Minced testicles in the mix for ‘museum of bizarre science’

Former doctoral student looks into the frontiers of research before the days of ethics committees

September 23, 2018
dog-testicles
Source: Getty
Ruff treatment: one researcher hypothesised that injecting himself with mashed-up dogs’ testicles would boost his health

A new book explores the forgotten scientists who injected themselves with minced testicles, gave electric shocks to servants suspended in mid-air and analysed in detail the process of putting on their socks.

Sam Cooley, a research fellow in sports psychology at the University of Birmingham, became fascinated by research methodology and “the books on weird and wonderful scientific experiments” during his PhD. Yet most of these focused on “the funniest or most extreme aspects of an experiment without always painting a full picture of what went on”.

He therefore decided to track down the original articles, scour ageing journals for further oddities and bring them all together in a book called The Museum of Bizarre and Extreme Science: A Collection of the Most Outlandish Experiments in History.

There was one researcher, he reports, who studied facial responses to “emotionally charged situations” by getting participants to witness events such as the decapitation of live rats. Another hoped to illuminate the transmission of yellow fever by locking up his subjects in an infected cabin for three weeks, “with limited sunlight and little to do but lay around in excrement, blood and vomit”. A third, less controversially, looked into thermoregulation by publishing “the most detailed account ever of a group of friends sitting in a sauna”.

Philosophical Transactions, first published by the Royal Society of London in 1665, featured research by luminaries such as Isaac Newton, Benjamin Franklin and Charles Darwin.

Yet in 1759 it also gave space to an article by a Scottish researcher called Robert Symmer. He was fascinated by the phenomenon of static electricity, Dr Cooley’s book says, and decided to investigate, “armed with his finely tuned scientific apparatus (ie, his socks) and a tightly controlled experimental protocol (ie, taking his socks on and off)”.

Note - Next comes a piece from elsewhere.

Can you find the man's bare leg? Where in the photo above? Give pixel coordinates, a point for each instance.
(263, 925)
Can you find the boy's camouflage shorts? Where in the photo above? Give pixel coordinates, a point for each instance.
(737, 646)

Never a man in a hurry – it took him 16 years to complete his degree – he “conduct[ed] no fewer than four separate experiments over the course of many months”, featuring “different techniques of removal”, “different weather conditions” and even “different coloured socks”.

Dr Cooley’s gallery of mad scientists and their madder research features many experiments “published between the mid-18th and early 20th century”, before a notable improvement in ethical standards. He hopes it will prove “a useful teaching resource”, amusing students while generating debate about ethical and methodical issues that might otherwise seem dull.

The book also tracks the strange path of scientific progress. In the mid-1880s, a researcher called Charles-Edouard Brown-Séquard was happy to try and improve his health by merely self-injecting the mashed-up testicles of dogs and guinea pigs. Fifteen years later, doctors in Chicago were performing complete testicular transplants.